Amazon’s new Source marketing programme aims to make the Kindle a sale item in thousands of independent US bookshops. The company plans to allow independent retailers to sell the Kindle in their stores, earning a commission on the sale as well as a fee from every e-book purchased by owners of the device.
While some bookshops have responded positively to the programme, others have savaged Amazon for intruding on small businesses. One US bookstore owner went as far as describing the programme as an attempt by Amazon to “invite hungry foxes into the henhouse.”
Carole Horne, the owner of the Harvard Book Store in Massachusetts, claims that the plan is unfair to retailers:
“We sell Kindles for essentially no profit, the new Kindle customer is in our store where they can browse and discover books, the new Kindle customer can then check the price on Amazon and order the e-book. We lose them as a customer completely after two years. Doesn’t sound like a great partnership to me.”

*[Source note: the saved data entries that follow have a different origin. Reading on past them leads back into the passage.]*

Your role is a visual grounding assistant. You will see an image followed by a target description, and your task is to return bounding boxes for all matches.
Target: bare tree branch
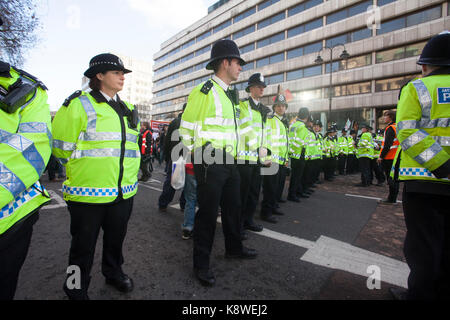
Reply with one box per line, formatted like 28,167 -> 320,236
0,0 -> 42,66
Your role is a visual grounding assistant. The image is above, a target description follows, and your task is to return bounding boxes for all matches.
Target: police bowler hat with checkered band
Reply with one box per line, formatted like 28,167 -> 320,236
245,73 -> 267,92
84,53 -> 132,78
206,39 -> 246,70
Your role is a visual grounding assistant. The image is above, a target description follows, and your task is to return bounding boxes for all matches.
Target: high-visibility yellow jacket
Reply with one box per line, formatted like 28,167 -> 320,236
52,90 -> 140,203
266,113 -> 289,165
237,98 -> 270,163
1,65 -> 52,235
393,73 -> 450,183
357,132 -> 373,159
180,79 -> 240,160
288,120 -> 309,160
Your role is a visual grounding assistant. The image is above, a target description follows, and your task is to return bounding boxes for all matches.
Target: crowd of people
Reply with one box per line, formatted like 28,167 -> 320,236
1,22 -> 448,300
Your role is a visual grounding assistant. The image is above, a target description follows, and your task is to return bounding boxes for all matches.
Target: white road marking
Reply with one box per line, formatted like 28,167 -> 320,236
139,183 -> 163,192
42,190 -> 67,209
346,193 -> 402,203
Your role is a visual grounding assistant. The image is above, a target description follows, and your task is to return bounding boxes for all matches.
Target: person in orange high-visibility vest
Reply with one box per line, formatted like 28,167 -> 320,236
377,110 -> 399,204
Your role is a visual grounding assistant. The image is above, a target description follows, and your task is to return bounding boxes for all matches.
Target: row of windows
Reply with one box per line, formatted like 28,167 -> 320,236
154,1 -> 443,90
154,0 -> 401,78
154,73 -> 418,110
154,35 -> 423,97
154,0 -> 322,69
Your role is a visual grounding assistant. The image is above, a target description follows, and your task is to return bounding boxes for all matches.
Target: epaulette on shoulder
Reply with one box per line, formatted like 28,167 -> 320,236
13,66 -> 48,90
63,90 -> 82,107
200,80 -> 213,95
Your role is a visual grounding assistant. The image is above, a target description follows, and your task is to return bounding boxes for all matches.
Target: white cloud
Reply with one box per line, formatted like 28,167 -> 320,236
125,0 -> 209,31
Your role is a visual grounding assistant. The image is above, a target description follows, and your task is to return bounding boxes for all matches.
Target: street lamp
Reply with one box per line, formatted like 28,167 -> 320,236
315,44 -> 350,124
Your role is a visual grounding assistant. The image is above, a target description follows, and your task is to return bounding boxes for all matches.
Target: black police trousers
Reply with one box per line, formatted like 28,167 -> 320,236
237,164 -> 261,230
193,163 -> 242,270
276,165 -> 289,202
382,159 -> 399,202
358,157 -> 371,186
402,187 -> 450,299
288,158 -> 305,198
0,212 -> 38,300
63,198 -> 133,298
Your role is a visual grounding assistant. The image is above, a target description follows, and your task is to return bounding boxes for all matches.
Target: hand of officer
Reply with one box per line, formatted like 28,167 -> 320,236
377,157 -> 382,165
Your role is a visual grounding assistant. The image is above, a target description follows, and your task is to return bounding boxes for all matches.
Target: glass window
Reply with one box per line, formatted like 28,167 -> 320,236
377,17 -> 405,35
271,32 -> 285,43
376,47 -> 405,63
326,34 -> 348,47
288,3 -> 304,16
266,73 -> 284,84
258,12 -> 285,29
270,52 -> 284,64
234,7 -> 256,23
213,19 -> 231,33
233,25 -> 255,39
287,47 -> 303,60
257,38 -> 271,48
406,6 -> 441,27
378,0 -> 396,5
351,28 -> 372,42
404,41 -> 427,58
304,41 -> 322,55
344,54 -> 372,70
305,0 -> 323,10
305,18 -> 323,32
288,25 -> 304,38
259,0 -> 280,11
303,65 -> 322,77
325,61 -> 340,73
241,43 -> 255,54
348,0 -> 371,17
327,9 -> 347,25
256,57 -> 270,68
287,69 -> 303,81
242,61 -> 254,72
197,30 -> 211,42
375,76 -> 411,92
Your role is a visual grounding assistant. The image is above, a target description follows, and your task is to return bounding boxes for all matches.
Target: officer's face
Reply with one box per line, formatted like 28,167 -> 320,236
98,70 -> 125,93
249,85 -> 265,99
226,58 -> 242,82
274,104 -> 286,116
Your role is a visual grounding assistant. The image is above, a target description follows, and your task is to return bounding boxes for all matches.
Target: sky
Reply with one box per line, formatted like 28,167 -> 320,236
23,0 -> 217,110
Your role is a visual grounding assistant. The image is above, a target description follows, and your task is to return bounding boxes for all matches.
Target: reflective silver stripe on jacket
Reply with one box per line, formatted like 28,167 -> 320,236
79,95 -> 97,132
53,139 -> 77,151
78,131 -> 138,144
414,142 -> 443,165
71,148 -> 140,159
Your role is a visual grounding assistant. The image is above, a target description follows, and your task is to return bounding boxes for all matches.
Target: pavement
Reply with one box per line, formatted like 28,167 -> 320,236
13,164 -> 408,301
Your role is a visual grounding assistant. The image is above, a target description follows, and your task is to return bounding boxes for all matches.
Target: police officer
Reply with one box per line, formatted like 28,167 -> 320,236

Other bookshop owners offered similar opinions. Skylight Books, an independent bookstore in California, called the programme a “Trojan Horse-style attempt to gain access to our customers.”
Resentment towards Amazon is far from uncommon from independent bookstores, who claim that the company has set its prices artificially low in an attempt to steal customers from retailers. Some bookshop owners believe that e-reader deals are better pursued directly between independent retailers and book publishers.